Entschuldigung, ich weiß jetzt nicht, wovon Sie reden. Ich hatte ja schon vor Gericht erwähnt, dass ich manchmal Gedächtnislücken habe, wegen Speed und so. Früher, Sie wissen schon. Seit einiger Zeit bin ich clean, aber trotzdem. Also, wer war noch mal der Verfassungsschutz?

 

Der Inlandsgeheimdienst, der meint, dass für Sie keine Gefahr mehr besteht. Fällt Ihnen dazu noch etwas ein?

 

Nein, also echt nicht. Bitte, können wir nicht das Thema wechseln?

 

Kein Problem. Wie sind Sie denn jetzt eigentlich politisch eingestellt?

 

Also, ganz ehrlich, ich habe nichts gegen Ausländer, wirklich nicht. Ich esse sogar Spaghetti! Und politisch bin ich jetzt in der Mitte der Gesellschaft angekommen. Wenn dieser Prozess vorbei ist, will ich vielleicht bei der „Alternative für Deutschland“ mitmachen. Oder bei der freiwilligen Feuerwehr. Oder beim Tierschutzverein. Oder bei der CDU. Irgendwas Sinnvolles halt, was man in der politischen Mitte so macht. Ich könnte mich auch ehrenamtlich engagieren und im Park Tauben vergiften, um die Vogelgrippe einzudämmen.
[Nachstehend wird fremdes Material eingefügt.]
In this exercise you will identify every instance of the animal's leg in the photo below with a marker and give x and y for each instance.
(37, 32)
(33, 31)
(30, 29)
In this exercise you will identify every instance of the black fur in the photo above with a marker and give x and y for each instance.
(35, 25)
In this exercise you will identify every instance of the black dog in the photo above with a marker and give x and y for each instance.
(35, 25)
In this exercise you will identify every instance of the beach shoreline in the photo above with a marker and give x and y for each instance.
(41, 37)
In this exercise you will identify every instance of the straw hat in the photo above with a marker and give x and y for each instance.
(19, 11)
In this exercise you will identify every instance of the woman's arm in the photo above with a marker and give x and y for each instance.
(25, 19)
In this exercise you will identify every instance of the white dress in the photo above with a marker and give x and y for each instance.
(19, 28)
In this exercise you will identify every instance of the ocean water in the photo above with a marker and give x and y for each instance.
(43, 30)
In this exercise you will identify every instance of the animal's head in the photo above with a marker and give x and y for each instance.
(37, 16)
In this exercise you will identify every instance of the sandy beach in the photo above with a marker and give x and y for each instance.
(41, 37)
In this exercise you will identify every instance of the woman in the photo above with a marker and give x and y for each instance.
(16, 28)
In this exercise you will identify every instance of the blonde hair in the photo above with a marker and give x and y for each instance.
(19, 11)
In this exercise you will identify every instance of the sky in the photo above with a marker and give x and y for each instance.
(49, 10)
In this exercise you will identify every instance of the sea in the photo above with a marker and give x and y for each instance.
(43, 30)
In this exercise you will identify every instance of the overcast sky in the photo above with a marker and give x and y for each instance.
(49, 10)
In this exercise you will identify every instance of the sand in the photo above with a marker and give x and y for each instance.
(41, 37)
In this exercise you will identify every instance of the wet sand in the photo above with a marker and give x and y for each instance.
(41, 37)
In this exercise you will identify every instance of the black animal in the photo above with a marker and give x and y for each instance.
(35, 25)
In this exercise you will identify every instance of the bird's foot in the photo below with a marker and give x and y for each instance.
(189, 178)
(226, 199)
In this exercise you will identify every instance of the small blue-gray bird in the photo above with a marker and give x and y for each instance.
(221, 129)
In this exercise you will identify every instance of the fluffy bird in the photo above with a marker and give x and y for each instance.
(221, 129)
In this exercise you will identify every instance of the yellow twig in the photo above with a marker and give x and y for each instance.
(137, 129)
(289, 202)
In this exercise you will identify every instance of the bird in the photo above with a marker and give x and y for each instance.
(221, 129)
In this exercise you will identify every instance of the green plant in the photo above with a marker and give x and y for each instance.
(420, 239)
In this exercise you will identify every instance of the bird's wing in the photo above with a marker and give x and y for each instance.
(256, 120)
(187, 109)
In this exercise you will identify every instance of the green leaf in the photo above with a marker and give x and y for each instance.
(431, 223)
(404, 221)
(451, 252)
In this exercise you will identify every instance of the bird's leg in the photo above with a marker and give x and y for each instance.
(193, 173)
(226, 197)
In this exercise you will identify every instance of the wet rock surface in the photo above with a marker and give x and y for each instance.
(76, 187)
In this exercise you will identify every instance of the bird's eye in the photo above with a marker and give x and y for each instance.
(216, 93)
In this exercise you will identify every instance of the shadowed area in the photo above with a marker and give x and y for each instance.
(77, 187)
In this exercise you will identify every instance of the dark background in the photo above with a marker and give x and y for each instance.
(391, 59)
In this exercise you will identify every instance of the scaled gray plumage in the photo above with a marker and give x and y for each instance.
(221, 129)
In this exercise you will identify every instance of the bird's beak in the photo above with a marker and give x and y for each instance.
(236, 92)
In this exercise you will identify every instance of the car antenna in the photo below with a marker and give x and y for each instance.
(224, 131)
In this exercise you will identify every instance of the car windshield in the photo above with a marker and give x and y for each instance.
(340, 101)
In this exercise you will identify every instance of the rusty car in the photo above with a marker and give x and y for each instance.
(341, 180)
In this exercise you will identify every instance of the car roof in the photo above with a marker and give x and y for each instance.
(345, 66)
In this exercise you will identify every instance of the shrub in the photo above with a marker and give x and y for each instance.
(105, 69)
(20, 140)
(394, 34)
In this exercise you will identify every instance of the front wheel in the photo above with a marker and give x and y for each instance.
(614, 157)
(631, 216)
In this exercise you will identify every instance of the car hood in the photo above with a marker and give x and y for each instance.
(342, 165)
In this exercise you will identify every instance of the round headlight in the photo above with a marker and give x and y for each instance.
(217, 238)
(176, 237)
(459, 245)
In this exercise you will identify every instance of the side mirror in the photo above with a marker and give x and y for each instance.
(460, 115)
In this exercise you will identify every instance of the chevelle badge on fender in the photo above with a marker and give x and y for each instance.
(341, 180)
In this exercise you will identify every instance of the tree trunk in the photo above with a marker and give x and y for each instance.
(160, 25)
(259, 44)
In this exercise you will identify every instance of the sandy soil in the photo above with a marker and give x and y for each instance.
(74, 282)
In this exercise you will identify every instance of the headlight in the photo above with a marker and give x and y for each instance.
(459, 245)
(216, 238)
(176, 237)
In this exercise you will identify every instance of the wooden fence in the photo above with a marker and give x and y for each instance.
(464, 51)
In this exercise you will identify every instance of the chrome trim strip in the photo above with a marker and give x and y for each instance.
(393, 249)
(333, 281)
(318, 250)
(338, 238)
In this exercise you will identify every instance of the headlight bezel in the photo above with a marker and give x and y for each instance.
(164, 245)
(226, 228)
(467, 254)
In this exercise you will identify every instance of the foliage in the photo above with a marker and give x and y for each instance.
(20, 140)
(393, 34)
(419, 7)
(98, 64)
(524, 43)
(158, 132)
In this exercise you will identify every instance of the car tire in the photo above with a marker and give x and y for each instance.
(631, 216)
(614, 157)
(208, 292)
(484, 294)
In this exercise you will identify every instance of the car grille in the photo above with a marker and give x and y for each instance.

Im Moment boykottiere ich übrigens die Olympischen Spiele.

 

Die könnten Sie doch sowieso nicht komplett in Sotschi verfolgen, wenn Sie drei Mal wöchentlich vor dem Münchner Gericht erscheinen müssen.

 

Das kommt noch erschwerend hinzu. Aber ich würde auch sonst dem Beispiel des Bundespräsidenten folgen.

 

Herr Gauck hat aber bisher keine klare Begründung dafür abgegeben. Wie lautet Ihre?

 

Na, weil ich es nicht gut finde, wie die Russen da die Meinungsfreiheit unterdrücken. Aber der Gipfel ist, dass sie extra für dieses Theater in Sotschi die Straßenhunde erschossen haben. Einfach so, schäbig abgeknallt! Genauso haben die das damals auch mit unseren Großvätern gemacht, als die sie vom Kommunismus befreien wollten. Die Russen haben einfach noch nichts aus der Geschichte gelernt. Ich schon!

 

Hat Bundespräsident Gauck denn dazu beigetragen, dass Sie die freiheitlich-demokratische Grundordnung jetzt besser akzeptieren können?

 

Ja, ganz eindeutig. Wenn er über deutsche Verantwortung und Respekt für den deutschen Soldaten spricht, ist das wie eine Offenbarung für mich. Dann habe ich das Gefühl, dass ich ein anständiger BRD-Bürger und trotzdem ein anständiger Deutscher sein kann.